Specific activation of the p38 mitogen-activated protein kinase signaling pathway and induction of neurite outgrowth in PC12 cells by bone morphogenetic protein-2

Abstract

Bone morphogenetic protein (BMP)-2 has the capacity to induce the neuronal differentiation of PC12 cells. Unlike nerve growth factor, however, BMP-2 failed to induce the activation of the 41-/43-kDa mitogen-activated protein (MAP) kinase pathway in these cells. In contrast, BMP-2 characteristically induced the sustained activation of the p38 MAP kinase pathway. Pretreatment of PC12 cells with SB203580 inhibited the BMP-2-induced neurite outgrowth formation in a dose-dependent manner; this inhibition coincided well with the ability of SB203580 to inhibit the BMP-2-induced activation of the p38 MAP kinase pathway.
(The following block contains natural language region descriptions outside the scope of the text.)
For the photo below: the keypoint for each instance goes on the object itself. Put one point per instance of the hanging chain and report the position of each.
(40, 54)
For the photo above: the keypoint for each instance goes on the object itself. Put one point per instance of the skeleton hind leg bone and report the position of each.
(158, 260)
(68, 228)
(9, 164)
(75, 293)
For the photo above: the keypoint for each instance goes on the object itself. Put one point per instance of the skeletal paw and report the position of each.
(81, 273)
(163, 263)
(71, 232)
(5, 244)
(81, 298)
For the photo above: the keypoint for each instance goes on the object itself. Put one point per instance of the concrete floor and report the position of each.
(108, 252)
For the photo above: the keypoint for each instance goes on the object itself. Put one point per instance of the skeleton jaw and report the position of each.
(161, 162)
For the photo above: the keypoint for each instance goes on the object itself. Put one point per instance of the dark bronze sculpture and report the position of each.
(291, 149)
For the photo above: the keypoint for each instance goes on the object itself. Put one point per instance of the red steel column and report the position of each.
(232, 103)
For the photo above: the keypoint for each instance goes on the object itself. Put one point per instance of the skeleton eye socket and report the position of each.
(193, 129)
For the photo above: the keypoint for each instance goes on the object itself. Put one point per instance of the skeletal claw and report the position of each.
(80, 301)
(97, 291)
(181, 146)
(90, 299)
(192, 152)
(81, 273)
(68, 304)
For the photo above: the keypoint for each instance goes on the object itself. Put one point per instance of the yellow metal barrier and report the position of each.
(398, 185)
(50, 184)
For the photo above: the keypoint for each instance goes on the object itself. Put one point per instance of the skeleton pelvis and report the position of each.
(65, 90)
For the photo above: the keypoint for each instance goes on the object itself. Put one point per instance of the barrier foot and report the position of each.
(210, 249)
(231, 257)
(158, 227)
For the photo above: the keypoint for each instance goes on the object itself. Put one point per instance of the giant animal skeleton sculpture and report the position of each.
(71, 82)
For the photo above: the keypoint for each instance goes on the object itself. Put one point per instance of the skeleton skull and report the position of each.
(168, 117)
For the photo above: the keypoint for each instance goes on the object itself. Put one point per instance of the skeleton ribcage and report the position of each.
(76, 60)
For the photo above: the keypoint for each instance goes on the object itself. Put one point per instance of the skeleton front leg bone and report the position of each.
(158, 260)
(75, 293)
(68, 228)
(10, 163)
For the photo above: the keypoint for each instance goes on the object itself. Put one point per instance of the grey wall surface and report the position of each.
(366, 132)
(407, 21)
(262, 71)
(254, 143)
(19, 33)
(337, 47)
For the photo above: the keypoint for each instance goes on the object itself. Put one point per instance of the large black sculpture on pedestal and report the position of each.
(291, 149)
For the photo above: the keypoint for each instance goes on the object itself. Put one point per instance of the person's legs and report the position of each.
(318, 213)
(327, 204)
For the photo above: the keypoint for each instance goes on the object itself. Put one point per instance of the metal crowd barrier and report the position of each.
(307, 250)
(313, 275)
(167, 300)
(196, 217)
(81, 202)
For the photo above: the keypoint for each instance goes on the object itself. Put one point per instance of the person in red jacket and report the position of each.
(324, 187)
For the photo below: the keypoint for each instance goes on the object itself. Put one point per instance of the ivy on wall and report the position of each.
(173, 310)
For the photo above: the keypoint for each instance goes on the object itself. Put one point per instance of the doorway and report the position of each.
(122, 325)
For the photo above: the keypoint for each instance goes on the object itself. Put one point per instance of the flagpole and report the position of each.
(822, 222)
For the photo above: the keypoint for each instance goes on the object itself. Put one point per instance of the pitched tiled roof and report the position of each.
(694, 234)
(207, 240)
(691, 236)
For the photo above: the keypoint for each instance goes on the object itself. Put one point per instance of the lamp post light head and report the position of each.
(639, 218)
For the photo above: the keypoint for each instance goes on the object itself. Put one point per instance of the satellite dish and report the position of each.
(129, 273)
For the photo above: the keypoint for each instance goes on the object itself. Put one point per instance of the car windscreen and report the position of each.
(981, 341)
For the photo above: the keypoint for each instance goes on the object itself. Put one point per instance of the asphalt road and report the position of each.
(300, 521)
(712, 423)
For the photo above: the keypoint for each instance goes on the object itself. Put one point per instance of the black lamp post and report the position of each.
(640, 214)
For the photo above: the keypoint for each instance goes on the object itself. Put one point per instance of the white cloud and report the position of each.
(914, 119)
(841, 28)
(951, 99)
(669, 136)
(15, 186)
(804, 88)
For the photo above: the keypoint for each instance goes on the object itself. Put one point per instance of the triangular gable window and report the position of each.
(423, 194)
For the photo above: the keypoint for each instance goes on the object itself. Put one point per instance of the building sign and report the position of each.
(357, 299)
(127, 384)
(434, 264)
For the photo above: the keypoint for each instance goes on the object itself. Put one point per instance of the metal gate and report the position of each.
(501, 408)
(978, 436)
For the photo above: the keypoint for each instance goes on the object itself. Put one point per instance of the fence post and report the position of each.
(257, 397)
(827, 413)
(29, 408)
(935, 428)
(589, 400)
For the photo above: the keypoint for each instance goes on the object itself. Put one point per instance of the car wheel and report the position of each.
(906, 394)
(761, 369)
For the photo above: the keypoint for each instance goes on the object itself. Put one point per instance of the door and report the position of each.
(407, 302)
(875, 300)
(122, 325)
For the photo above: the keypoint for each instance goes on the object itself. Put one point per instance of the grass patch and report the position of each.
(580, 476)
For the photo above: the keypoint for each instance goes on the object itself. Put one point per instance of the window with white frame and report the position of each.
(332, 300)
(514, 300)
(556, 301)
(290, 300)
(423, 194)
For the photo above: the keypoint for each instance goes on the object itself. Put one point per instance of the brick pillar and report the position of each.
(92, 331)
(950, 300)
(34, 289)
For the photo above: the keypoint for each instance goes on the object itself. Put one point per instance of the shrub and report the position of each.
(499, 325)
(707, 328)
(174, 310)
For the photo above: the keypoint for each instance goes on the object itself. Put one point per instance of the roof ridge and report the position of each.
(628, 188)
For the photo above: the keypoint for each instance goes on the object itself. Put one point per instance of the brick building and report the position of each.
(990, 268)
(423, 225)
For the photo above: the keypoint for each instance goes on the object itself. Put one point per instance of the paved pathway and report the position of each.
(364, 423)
Overexpression in PC12 cells of wild-type MAP kinase kinase (MKK)-6 enhanced the BMP-2-induced activation of p38 MAP kinase, whose activation correlated well with the ability of these cells to induce neurite outgrowth in response to BMP-2. Transient expression of kinase-negative forms of MKK3/6 inhibited the formation of neurite outgrowth in response to BMP-2. Furthermore, expression of constitutively active forms of MKK3/6 induced neurite outgrowth without BMP-2 stimulation, and SB203580 inhibited this induction. These results clearly indicate that activation of the p38 MAP kinase pathway is necessary for BMP-2-induced neuronal differentiation of PC12 cells. Our results also suggest that activation of the p38 MAP kinase pathway alone can induce the neuronal differentiation of PC12 cells.